|Art by Sandro Castelli|
“The Creeping Influences” by Sonya Taaffe ( words)
This is a strange story that finds Roddy Mathews, a nonbinary laborer working on a peat bog in Ireland around the first half of the 1900s, helping to discover a body lost to time. Only not so lost, it turns out, as they and the men they’re working with have to figure out what to do and how to feel. It’s a situation that’s complicated by Roddy’s relationship with a married woman whose husband has gone away, perhaps for good. The conflict of the story for me arises mainly from the fear and hope and hesitation in Roddy. They face a world where they are not accepted, and it creates a sort of wall between them and everyone else, and the story is an exploration not really of the wall coming down, but of the shape of it and the flavor of it, the texture and pressure of it. It’s a sensual story with a thick, almost syrupy language and a flows like chill wind. The story does not avoid depicting the sex that Roddy and their lovers have, and really the differences in how Roddy is treated and how they treat their partners reveals a lot about the characters and about what I feel the story is trying to show. There are layers of hurt here, buried in the peat and forgotten, and the story drags them to the surface. Some of these hurts it exposes in order to try and heal, in order to set things right. But some of the hurts are exposed only to be buried again, which in its own way is right, too. There’s a refreshing lack of moral condemnation of Roddy or their lovers, and I love that about the story, as well as the sinking feel of it, and the hope that maybe there will come a time when pretenses can be dropped, that walls doors can be opened. For some people, in some situations. But that there can be connection and love and something achingly beautiful. It’s a lovely and wonderful story!
“En la Casa de Fantasmas” by Brian Holguin ( words)

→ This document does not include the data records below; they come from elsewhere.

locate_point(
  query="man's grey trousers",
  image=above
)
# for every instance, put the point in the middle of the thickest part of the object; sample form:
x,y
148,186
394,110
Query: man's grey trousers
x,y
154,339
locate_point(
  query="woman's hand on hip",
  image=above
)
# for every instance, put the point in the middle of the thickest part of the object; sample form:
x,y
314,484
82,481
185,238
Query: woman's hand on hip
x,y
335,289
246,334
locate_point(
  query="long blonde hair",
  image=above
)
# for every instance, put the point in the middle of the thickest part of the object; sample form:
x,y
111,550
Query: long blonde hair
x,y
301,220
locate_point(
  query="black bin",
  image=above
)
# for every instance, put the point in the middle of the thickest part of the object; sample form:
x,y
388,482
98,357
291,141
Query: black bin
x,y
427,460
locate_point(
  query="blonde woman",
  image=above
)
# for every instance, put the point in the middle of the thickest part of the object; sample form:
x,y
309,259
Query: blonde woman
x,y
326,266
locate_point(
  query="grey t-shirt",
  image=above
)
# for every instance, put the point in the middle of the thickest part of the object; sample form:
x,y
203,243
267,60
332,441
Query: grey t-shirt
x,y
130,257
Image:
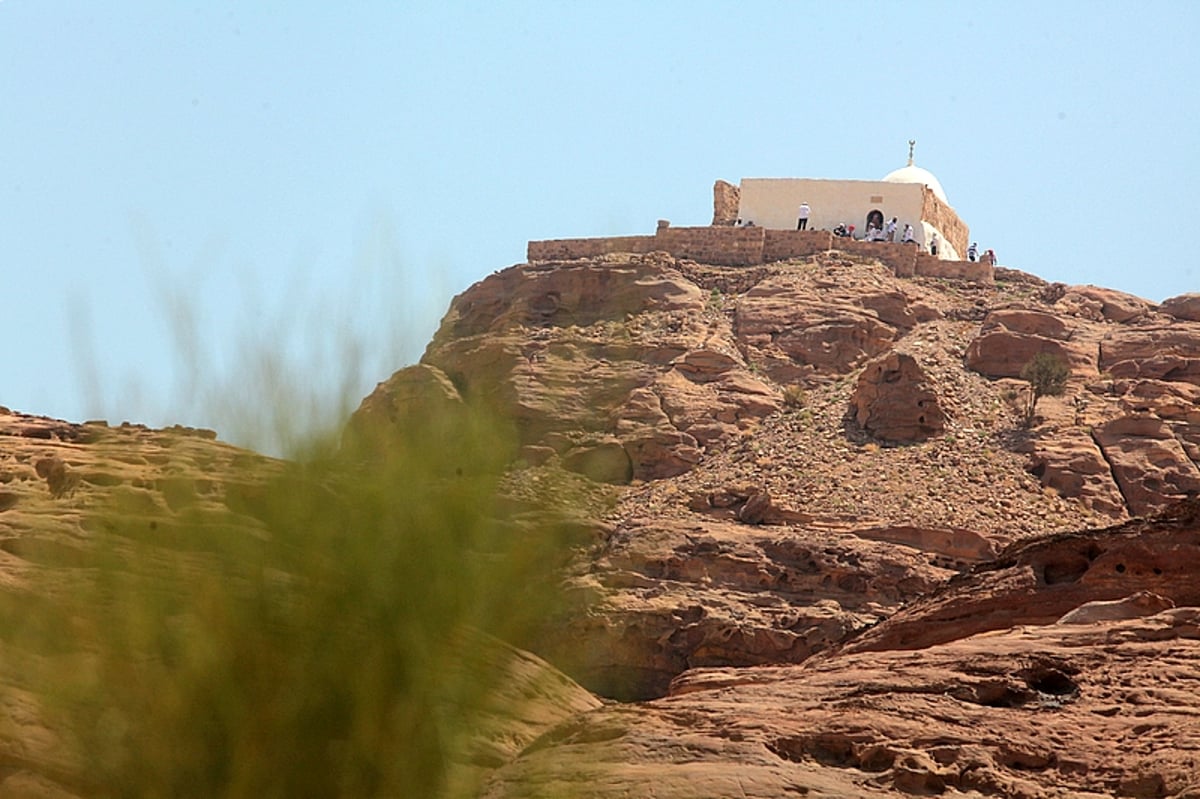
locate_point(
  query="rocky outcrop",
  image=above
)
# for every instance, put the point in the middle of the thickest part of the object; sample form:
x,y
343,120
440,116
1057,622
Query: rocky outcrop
x,y
1035,712
1042,581
895,401
1185,306
664,596
1157,353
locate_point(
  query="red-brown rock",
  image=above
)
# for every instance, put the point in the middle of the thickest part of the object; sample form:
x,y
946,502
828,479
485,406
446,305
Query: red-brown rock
x,y
897,401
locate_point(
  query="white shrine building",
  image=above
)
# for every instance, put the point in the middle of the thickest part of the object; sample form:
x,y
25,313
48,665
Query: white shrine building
x,y
911,194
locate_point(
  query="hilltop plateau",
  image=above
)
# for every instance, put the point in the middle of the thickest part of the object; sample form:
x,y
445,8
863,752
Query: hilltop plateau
x,y
817,545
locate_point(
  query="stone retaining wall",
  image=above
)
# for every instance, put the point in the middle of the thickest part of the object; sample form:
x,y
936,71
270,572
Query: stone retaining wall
x,y
749,246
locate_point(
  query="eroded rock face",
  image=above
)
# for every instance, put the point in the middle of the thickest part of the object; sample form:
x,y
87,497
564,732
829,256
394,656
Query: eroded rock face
x,y
1161,352
1042,581
1185,306
1103,304
895,401
666,596
591,358
792,334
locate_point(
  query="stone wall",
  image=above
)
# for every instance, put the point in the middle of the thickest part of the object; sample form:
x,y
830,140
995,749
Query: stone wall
x,y
720,246
781,245
726,198
749,246
943,217
574,248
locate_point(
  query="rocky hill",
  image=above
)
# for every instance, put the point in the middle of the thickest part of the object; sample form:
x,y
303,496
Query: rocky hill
x,y
817,547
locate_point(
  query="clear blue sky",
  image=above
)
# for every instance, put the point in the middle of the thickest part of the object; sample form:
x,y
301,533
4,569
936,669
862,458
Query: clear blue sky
x,y
203,199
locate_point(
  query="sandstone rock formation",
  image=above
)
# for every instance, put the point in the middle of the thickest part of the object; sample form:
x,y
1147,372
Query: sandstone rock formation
x,y
895,401
815,550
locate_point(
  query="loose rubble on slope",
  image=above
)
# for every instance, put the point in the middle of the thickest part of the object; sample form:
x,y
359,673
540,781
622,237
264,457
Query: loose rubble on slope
x,y
817,548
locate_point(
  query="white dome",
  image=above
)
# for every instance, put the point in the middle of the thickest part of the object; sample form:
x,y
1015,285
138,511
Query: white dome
x,y
915,174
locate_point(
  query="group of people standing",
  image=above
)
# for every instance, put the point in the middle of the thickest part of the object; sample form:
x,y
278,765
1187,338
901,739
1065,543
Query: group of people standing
x,y
888,233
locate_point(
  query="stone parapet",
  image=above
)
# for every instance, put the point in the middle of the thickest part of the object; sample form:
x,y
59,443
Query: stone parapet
x,y
943,217
575,248
726,246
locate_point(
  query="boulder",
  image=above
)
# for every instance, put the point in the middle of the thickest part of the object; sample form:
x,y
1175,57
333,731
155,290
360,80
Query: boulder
x,y
1185,306
1153,352
1103,304
1149,462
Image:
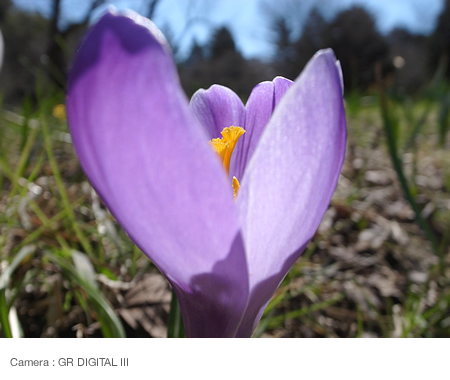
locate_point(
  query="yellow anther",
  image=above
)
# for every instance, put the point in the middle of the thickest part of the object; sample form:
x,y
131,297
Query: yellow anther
x,y
59,111
236,186
225,146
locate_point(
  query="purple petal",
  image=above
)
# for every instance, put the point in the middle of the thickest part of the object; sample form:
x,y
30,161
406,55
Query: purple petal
x,y
258,111
148,157
290,179
217,108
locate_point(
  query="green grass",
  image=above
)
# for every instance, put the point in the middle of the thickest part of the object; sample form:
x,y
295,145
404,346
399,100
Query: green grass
x,y
54,245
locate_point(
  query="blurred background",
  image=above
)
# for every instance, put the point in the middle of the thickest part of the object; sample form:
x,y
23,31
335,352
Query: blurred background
x,y
379,263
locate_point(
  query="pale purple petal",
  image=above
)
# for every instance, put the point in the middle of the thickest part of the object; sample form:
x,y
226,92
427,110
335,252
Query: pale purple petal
x,y
290,179
148,157
217,108
258,111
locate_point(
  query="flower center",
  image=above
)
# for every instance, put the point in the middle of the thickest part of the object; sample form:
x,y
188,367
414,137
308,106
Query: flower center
x,y
224,147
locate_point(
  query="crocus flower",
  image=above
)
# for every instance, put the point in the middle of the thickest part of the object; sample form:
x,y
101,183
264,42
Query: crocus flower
x,y
148,153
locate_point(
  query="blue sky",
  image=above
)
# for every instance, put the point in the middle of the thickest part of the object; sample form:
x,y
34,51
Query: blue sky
x,y
248,19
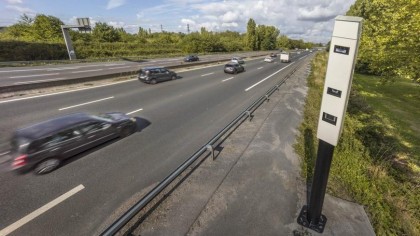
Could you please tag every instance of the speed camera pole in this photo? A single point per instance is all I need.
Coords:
(339, 76)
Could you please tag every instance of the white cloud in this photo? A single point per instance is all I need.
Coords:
(21, 10)
(187, 21)
(230, 16)
(114, 3)
(230, 25)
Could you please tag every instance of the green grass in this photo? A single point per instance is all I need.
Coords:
(376, 162)
(399, 103)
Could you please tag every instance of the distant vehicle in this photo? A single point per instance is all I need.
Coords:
(269, 59)
(285, 57)
(238, 60)
(191, 58)
(153, 75)
(233, 68)
(42, 147)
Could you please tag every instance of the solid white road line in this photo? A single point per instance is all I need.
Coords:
(69, 91)
(141, 109)
(83, 71)
(9, 229)
(36, 81)
(86, 103)
(208, 74)
(11, 71)
(63, 68)
(246, 90)
(24, 76)
(114, 65)
(120, 67)
(227, 79)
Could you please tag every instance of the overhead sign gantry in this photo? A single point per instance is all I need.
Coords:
(83, 24)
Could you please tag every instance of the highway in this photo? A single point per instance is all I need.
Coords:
(10, 76)
(92, 189)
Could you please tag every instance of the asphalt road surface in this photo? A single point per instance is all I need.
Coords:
(92, 189)
(28, 75)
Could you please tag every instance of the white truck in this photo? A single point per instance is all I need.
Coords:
(285, 57)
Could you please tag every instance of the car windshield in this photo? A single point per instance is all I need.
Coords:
(103, 117)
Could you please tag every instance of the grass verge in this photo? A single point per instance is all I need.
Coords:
(376, 162)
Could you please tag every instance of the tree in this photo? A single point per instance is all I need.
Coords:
(105, 33)
(283, 42)
(251, 35)
(390, 43)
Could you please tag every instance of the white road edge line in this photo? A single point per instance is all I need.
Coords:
(208, 74)
(246, 90)
(83, 71)
(141, 109)
(69, 91)
(24, 76)
(120, 67)
(36, 81)
(9, 229)
(86, 103)
(227, 79)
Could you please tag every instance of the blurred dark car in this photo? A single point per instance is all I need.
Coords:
(190, 58)
(153, 75)
(238, 60)
(42, 147)
(233, 68)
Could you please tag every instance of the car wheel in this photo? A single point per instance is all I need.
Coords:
(47, 166)
(126, 131)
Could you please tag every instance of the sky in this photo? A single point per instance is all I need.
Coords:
(310, 20)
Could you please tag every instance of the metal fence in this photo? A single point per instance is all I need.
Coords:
(127, 216)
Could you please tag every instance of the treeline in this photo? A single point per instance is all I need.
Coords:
(40, 38)
(390, 44)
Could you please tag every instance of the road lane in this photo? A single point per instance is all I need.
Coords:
(184, 114)
(10, 76)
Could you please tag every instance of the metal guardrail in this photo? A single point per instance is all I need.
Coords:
(127, 216)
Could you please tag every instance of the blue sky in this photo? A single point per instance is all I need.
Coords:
(310, 20)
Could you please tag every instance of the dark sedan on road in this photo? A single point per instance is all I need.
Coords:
(43, 146)
(233, 68)
(191, 58)
(152, 75)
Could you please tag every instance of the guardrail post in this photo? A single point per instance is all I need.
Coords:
(248, 113)
(211, 149)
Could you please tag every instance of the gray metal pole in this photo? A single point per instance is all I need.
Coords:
(69, 45)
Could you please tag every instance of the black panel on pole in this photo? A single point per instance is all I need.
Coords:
(310, 216)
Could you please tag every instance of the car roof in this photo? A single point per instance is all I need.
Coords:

This is another strange story, and one that breaks its narrative across many layers, like the rooms of a doll house, peaking into each in turn, following first this character, then that. And really it’s a piece that also looks at the story of the story, centering on an old Bruja whose job it is to collect ghosts who have become too troublesome for the people living in the places they haunt. La Bruja is called in, and she cleanses the homes, and takes more with her than just the stack of money the owners leave for her. It’s a solemn job and one that has become mired in myth and fear. People have stories about La Bruja, about her powers, and for her part she doesn’t care to argue with them, letting them make space for her to work. Once the story establishes the scene, the lies, the tall tales, it then gives readers a look into what really happens, at the heart of the matter, the service she offers. It’s a sad and moving picture, the one shown, and it captures a lot about the idea not only of ghosts, but of dying with things undone. There is a feeling throughout of mistakes and about guilt, about the anchors that keep people clinging to the world even after their death. In some ways the story seems to be asking if the reader has so clean a conscience that they can judge the ghosts still holding on. And, beyond that, it challenges the way that people look at La Bruja, the way people fear her, asking where that fear comes from, and who it serves. To me, the story is about letting go of fear, of guilt, of embracing a world that is full of mystery and danger but not letting that rule over being true to yourself. The ghosts that linger seem to have died doing something they didn’t want to do, led into death by a desire to be seen as something other than who they were, and so for me the healing and release from guilt comes with acceptance, with feeling whole and complete. And it’s a weird but insightful story that lingers in the mind, haunting the quiet corners of thought. Definitely a piece to check out!